March 7, 2023

What is Linked Data?

With enterprises having a vast amount of disparate heterogeneous data sources and the increase in demand of more innovative data-fuelled applications providing intelligent output, the need for unifying and interconnecting sources became ever so more decisive.

Linked Data revolutionised the way data is structured, connected, and organised, creating a web of semantically meaningful interlinked, shareable machine-understandable data. Data is defined in a lingua franca, RDF, making potential heterogenous data, homogenous. This interlinking converts isolated silos of data into a seamlessly graph of knowledge, where computers can easily navigate and make sense of information. This adds value to an enterprise data asset, as the potential is exponentially increased.

In this blog post, we will discuss how organisations can benefit by adopting a Linked Data approach. We will explore the key principles, benefits, challenges, and pitfalls and how to mitigate them, and finally we will discuss some potential use cases.

Key Principles of Linked Data

In his “Linked Data” note, Tim Berners-Lee outlined four principles of linked data.

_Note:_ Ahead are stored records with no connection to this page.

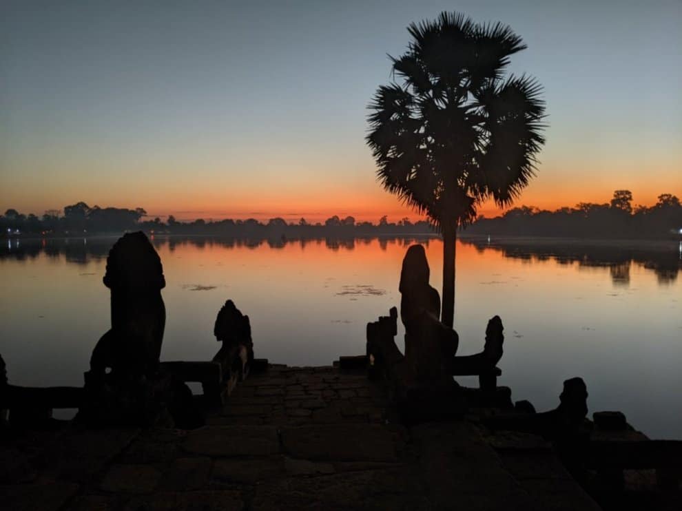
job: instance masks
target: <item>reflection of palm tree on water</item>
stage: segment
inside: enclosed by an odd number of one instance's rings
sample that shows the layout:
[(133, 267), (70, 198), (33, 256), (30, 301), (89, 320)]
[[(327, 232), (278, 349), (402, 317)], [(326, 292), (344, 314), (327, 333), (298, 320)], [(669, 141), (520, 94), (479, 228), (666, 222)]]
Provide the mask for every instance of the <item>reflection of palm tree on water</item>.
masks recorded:
[(544, 103), (533, 79), (504, 76), (526, 48), (509, 27), (443, 12), (408, 30), (408, 51), (392, 58), (400, 83), (377, 90), (366, 140), (384, 187), (443, 234), (442, 319), (451, 326), (457, 229), (482, 201), (509, 205), (528, 185)]

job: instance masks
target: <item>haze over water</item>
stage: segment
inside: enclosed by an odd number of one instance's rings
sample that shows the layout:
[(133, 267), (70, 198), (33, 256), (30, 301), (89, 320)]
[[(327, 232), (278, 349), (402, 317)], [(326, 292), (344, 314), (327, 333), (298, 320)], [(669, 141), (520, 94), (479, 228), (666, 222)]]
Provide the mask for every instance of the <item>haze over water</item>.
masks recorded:
[[(3, 247), (2, 355), (11, 383), (82, 384), (92, 348), (110, 327), (102, 276), (114, 240), (10, 240)], [(553, 408), (563, 381), (581, 376), (590, 414), (620, 410), (652, 437), (682, 436), (676, 242), (584, 249), (561, 240), (504, 249), (499, 242), (458, 242), (457, 354), (480, 351), (487, 320), (499, 315), (499, 384), (511, 387), (513, 400)], [(228, 298), (251, 318), (256, 357), (329, 365), (340, 355), (362, 354), (366, 323), (400, 304), (400, 264), (412, 242), (157, 238), (167, 282), (161, 359), (210, 359), (219, 347), (214, 322)], [(420, 242), (431, 284), (440, 290), (442, 242)]]

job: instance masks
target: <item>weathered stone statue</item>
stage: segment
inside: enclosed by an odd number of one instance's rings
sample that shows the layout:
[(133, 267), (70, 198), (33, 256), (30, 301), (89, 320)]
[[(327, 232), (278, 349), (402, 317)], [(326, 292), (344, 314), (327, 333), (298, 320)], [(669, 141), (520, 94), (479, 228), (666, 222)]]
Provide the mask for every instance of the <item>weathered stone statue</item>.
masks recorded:
[(455, 357), (452, 362), (453, 374), (484, 374), (495, 368), (502, 358), (504, 327), (499, 316), (493, 316), (486, 327), (483, 351), (475, 355)]
[(90, 373), (151, 376), (158, 368), (166, 310), (161, 260), (142, 232), (121, 238), (109, 252), (104, 285), (111, 289), (112, 328), (97, 343)]
[(112, 327), (92, 351), (78, 419), (96, 426), (200, 425), (189, 388), (159, 372), (165, 280), (143, 233), (125, 234), (114, 244), (103, 281), (111, 290)]
[(517, 407), (522, 413), (491, 418), (490, 425), (497, 429), (524, 431), (548, 439), (572, 441), (587, 436), (584, 426), (588, 395), (583, 379), (570, 378), (564, 382), (559, 404), (554, 410), (535, 413), (533, 406), (526, 402)]
[(234, 302), (228, 300), (218, 313), (213, 333), (216, 340), (223, 342), (214, 360), (220, 362), (223, 374), (243, 379), (254, 360), (249, 316), (242, 314)]
[(400, 319), (405, 326), (405, 359), (417, 382), (451, 382), (450, 362), (459, 337), (440, 322), (440, 297), (428, 284), (429, 269), (424, 247), (412, 245), (402, 261), (399, 290)]

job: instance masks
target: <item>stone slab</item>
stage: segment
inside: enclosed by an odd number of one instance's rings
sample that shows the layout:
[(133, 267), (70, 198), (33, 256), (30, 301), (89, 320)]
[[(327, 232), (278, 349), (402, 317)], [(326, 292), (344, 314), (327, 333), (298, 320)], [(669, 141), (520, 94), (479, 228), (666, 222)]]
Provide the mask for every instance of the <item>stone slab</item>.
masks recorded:
[(293, 457), (339, 461), (394, 461), (401, 446), (394, 432), (364, 424), (284, 428), (282, 441)]
[(188, 434), (183, 448), (217, 457), (268, 456), (279, 452), (279, 440), (271, 426), (207, 426)]

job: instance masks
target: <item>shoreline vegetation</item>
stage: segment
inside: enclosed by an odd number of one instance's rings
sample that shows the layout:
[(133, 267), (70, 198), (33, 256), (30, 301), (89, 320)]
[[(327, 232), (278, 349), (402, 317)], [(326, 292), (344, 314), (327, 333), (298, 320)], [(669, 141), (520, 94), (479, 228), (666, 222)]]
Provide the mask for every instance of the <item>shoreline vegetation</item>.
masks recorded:
[[(267, 222), (255, 218), (206, 221), (199, 218), (182, 222), (173, 215), (165, 221), (149, 219), (143, 208), (89, 207), (81, 202), (66, 206), (63, 211), (50, 210), (42, 217), (8, 209), (0, 215), (0, 232), (3, 238), (90, 237), (120, 236), (127, 231), (144, 231), (151, 234), (227, 236), (251, 239), (304, 239), (319, 238), (364, 238), (396, 236), (437, 235), (426, 220), (411, 222), (404, 218), (390, 222), (382, 216), (378, 223), (356, 222), (352, 216), (333, 216), (324, 222), (311, 223), (305, 218), (287, 222), (276, 217)], [(663, 194), (651, 206), (632, 206), (628, 190), (614, 192), (610, 202), (580, 202), (575, 207), (555, 211), (530, 206), (509, 209), (493, 218), (479, 216), (460, 229), (465, 236), (521, 236), (576, 239), (679, 239), (682, 236), (682, 205), (676, 196)]]

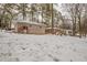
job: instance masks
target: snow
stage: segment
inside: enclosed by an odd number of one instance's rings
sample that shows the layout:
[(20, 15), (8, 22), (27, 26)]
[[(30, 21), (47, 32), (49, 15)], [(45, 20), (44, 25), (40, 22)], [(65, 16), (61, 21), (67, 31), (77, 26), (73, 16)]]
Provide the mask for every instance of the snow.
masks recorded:
[(45, 26), (45, 24), (42, 24), (42, 23), (37, 23), (37, 22), (31, 22), (31, 21), (13, 21), (14, 23), (28, 23), (28, 24), (34, 24), (34, 25), (43, 25)]
[(86, 62), (87, 39), (0, 31), (2, 62)]

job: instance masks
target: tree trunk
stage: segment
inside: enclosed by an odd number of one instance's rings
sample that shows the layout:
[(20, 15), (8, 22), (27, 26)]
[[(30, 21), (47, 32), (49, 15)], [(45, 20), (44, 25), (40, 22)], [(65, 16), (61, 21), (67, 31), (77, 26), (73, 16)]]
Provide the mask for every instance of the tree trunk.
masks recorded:
[(53, 3), (51, 3), (51, 15), (52, 15), (52, 34), (54, 34)]

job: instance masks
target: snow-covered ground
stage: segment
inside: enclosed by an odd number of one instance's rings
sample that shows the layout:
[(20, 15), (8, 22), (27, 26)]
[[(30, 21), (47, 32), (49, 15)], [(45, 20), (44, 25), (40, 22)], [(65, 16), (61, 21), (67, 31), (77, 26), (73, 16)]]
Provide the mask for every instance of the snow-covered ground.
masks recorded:
[(87, 39), (0, 31), (0, 61), (87, 62)]

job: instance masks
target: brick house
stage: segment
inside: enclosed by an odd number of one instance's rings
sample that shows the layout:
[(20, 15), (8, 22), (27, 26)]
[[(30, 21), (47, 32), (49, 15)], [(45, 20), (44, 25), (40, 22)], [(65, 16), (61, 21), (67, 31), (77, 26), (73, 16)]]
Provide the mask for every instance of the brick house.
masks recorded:
[(14, 31), (28, 34), (45, 34), (45, 24), (30, 21), (14, 22)]

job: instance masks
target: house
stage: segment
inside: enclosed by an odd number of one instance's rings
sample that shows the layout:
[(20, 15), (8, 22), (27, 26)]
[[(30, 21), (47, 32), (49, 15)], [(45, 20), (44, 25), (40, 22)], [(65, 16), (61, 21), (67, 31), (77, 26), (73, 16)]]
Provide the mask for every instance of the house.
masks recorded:
[(31, 21), (14, 22), (14, 32), (28, 34), (45, 34), (45, 24)]

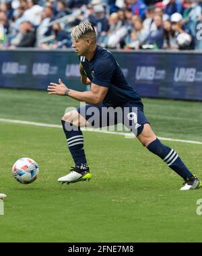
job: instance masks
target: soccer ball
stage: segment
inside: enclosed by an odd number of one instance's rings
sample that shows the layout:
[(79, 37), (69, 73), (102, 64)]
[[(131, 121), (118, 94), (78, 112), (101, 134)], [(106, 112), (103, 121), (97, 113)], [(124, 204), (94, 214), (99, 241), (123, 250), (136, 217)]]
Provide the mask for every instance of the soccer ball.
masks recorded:
[(22, 184), (32, 183), (37, 179), (38, 172), (36, 162), (28, 158), (19, 159), (12, 168), (13, 177)]

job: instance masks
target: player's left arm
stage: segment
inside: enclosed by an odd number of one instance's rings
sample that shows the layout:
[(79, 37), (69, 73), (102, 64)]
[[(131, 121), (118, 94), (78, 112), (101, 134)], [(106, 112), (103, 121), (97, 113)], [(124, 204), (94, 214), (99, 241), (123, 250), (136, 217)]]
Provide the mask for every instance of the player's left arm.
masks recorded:
[(75, 100), (85, 102), (88, 104), (99, 105), (104, 100), (108, 88), (92, 83), (91, 91), (78, 92), (74, 90), (68, 89), (61, 79), (59, 79), (59, 84), (50, 83), (50, 86), (48, 87), (49, 94), (64, 96), (65, 95), (66, 90), (69, 90), (68, 96)]

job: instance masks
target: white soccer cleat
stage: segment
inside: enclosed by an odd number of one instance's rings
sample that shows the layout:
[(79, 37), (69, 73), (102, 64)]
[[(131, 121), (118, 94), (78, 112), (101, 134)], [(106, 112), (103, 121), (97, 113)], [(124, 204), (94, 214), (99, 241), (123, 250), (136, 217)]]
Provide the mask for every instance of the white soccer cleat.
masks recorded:
[(6, 197), (6, 195), (5, 194), (0, 194), (0, 199), (3, 199)]
[(181, 191), (197, 189), (202, 187), (201, 181), (195, 176), (188, 179), (183, 185)]
[(92, 174), (90, 172), (89, 168), (87, 170), (81, 170), (76, 167), (73, 168), (71, 172), (65, 176), (59, 178), (57, 181), (63, 183), (75, 183), (78, 181), (90, 181), (92, 178)]

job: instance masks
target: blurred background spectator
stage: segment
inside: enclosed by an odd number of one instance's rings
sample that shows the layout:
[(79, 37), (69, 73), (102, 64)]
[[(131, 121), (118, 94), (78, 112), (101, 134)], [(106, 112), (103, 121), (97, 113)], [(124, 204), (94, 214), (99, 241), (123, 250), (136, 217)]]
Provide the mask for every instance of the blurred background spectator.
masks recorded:
[(0, 0), (0, 46), (18, 47), (23, 36), (35, 37), (32, 46), (69, 48), (73, 28), (89, 21), (106, 48), (202, 50), (201, 6), (201, 0)]

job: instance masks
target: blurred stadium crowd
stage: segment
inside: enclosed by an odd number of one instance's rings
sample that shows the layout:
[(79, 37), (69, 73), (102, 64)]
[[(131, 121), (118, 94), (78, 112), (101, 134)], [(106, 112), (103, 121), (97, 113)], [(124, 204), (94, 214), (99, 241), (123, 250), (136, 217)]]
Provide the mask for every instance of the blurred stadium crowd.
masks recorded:
[(82, 21), (106, 48), (202, 49), (202, 0), (0, 0), (0, 48), (70, 48)]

  1. Uniform Resource Identifiers (URIs) - The foundation of Linked Data lies on the principle that every individual that exists in the data spectrum has a name and a globally unique identifier. These URIs can be considered similar to web addresses.
  2. HTTP for Data Access - One fundamental principle is that data on the web can be resolved using Hypertext Transfer Protocol. This means that every URI is accessible. However, one must make a distinction whether the data is intended for public access. Some platforms and organisations use URN (unique resource name) schemes that are resolvable either internally in an organisation or within the defined platform.
  3. Usage of open standards - In Linked Data, data should be defined through the Resource Description Framework (RDF). RDF is a data model for Linked Databased on triples, subject predicate object, which represents explicit facts (e.g John knows Mary). Furthermore,Linked Data can be queried using SPARQL. SPARQL allows users to ask questions – simple or complex - about the data and extract valuable insights. There are other open standards that can be used within Linked Data.For example, SHACL can be used as a modelling schema to define how data looks, how it can be validated, and in some platforms also as means to create and define inference values. Nowadays platforms offer other querying opportunities, for example through GraphQL or APIs, to lower the barriers further for adoption.
  4. Interlink data - Linked data is extremely valuable when relationships are defined between different individuals. Having data interconnected, it would enable us to discover different things and uncover new inferred information.

Linked Open Data

One aspiratory vision of Sir Tim Berners-Lee was to promoteLinked Open Data. The idea was to have knowledge-rich data available for public and machine consumption, to boost knowledge discovery and better data-driven analytics. Furthermore, Linked Open Data can be used by governments and public bodies to publish open data in a fair, transparent manner, fostering innovation and accountability.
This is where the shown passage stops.